President Tsai thanks women working on epidemic prevention frontline

President Tsai Ing-wen, CNA file photo
President Tsai Ing-wen, CNA file photo

TAIPEI (CNA) — President Tsai Ing-wen (蔡英文) gave thanks to the women involved in epidemic prevention efforts on Sunday, International Women’s Day, extending her deepest gratitude and respect to these “heroes.”

In a Facebook post, Tsai said she has recently met many women on the frontline of epidemic prevention, including researchers, pharmacists, soldiers, nurses and entrepreneurs.

She also saw in the news the story of Chang Wan-erh (張莞爾), the nurse who was dispatched to China to help a Taiwanese child with hemophilia and his mother return home, as well as that of Yang Taiyin (楊台瑩), a Taiwanese researcher who led the Gilead Sciences team that developed the antiviral drug remdesivir, Tsai wrote in the post.

“There are also an additional tens of thousands of hardworking and responsible women doing work in epidemic prevention,” Tsai said, “They are doctors, civil servants, flight attendants, teachers, drivers and police officers, all guarding our health in their different posts.”

Tsai said she is honored to have met so many outstanding women, and wanted to extend her deepest gratitude and respect to these “epidemic prevention heroes”.

Meanwhile, Premier Su Tseng-chang (蘇貞昌) gave thanks to women in all walks of life in Taiwan through a statement issued by the Executive Yuan.

In the statement, Su pointed out that due to traditional mindsets, women often take on most of the responsibility of caring for family members, even though such work should be shouldered by everyone.

Ongoing epidemic prevention measures have also likely caused increased work for women, as they may need to take care of those in home quarantine, Su said, adding that he was grateful for the work women are doing in this regard.

Su also gave thanks to women who work in the medical field, as they are on the frontline in the battle against COVID-19.

The government is coordinating with manufacturers to increase the production of protective gear as well as discussing subsidies for medical personnel, Su said.

Su said he envisages the Executive Yuan and its subsidiaries continuing its work to ensure that people of different genders are equal in all areas of society, so Taiwan can achieve true gender equality.

The statement also included data from the Executive Yuan’s Gender Equality Committee (GEC), which highlights improvements in Taiwan’s gender equality.

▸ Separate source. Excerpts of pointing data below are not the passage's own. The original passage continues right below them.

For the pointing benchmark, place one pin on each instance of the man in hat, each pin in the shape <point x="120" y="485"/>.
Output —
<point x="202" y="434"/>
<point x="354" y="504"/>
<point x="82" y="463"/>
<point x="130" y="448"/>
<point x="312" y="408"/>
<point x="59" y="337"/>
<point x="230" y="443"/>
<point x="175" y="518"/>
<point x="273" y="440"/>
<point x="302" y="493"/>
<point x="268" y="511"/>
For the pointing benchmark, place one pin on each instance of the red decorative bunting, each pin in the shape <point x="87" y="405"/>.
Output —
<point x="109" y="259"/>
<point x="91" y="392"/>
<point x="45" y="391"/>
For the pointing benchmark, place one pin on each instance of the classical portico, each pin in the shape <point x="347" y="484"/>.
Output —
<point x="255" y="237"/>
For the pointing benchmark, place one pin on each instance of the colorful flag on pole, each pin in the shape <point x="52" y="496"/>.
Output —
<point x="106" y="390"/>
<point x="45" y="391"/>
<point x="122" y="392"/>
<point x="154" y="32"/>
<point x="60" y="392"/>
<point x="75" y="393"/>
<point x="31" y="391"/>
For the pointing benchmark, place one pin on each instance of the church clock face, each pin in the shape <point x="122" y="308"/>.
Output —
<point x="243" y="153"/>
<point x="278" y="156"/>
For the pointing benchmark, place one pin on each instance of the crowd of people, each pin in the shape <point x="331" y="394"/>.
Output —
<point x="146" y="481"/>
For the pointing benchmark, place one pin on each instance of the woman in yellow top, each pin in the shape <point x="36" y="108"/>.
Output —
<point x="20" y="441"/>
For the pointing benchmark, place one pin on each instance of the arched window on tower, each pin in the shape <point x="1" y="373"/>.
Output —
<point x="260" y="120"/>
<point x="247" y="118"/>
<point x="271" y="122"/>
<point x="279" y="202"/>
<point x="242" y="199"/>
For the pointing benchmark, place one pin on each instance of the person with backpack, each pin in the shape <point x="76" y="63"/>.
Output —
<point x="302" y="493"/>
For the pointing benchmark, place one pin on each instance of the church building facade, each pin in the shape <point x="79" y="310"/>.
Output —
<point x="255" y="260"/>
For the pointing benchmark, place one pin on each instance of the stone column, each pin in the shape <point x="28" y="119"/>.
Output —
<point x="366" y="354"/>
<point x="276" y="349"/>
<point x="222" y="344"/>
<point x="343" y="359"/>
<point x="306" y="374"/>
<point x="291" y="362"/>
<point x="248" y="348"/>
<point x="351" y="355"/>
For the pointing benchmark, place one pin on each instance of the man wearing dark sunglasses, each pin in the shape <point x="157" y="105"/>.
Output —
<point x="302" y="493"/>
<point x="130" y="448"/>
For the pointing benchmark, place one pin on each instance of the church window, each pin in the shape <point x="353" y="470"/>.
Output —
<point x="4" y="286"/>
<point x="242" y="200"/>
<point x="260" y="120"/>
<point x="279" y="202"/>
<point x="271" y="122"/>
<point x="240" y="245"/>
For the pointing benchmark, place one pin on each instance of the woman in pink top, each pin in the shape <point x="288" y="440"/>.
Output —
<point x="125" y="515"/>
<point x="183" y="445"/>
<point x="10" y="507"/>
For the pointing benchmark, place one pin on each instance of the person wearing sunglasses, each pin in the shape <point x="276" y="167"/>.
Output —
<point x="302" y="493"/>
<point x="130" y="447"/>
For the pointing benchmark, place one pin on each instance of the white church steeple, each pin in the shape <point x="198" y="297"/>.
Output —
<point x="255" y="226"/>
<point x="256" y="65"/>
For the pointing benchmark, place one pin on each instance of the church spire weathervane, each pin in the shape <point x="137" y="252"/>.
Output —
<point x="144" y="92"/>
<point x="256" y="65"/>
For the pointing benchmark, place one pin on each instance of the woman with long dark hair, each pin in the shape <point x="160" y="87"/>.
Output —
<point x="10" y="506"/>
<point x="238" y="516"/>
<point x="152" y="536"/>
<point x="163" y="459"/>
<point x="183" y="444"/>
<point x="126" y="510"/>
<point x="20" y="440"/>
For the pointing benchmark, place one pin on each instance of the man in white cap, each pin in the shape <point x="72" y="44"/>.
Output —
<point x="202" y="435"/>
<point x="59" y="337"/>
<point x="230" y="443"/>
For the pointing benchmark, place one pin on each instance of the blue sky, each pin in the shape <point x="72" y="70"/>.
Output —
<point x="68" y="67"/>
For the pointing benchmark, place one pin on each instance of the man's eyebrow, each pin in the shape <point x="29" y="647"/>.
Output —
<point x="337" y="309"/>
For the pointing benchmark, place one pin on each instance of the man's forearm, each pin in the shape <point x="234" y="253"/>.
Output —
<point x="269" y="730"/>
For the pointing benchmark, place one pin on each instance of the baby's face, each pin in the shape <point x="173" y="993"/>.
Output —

Of the latest batch of legislators elected to office on Jan. 11, 47 out of 113, or 41.59 percent, were women, the GEC said.

That means Taiwan has the highest proportion of female legislators of any parliament in Asia, and the 16th-highest worldwide, according to data from the Inter-Parliamentary Union (IPU), the GEC said.

The number of women in decision-making roles in the government, schools and private companies has also steadily increased in recent years, with women accounting for nearly 43 percent of such roles overall, the GEC said.

The gender wage gap has narrowed as well; over the past decade, the average hourly wage gap in the country has fallen from 17.9 percent in 2009 to 14.2 percent in 2019, according to GEC data.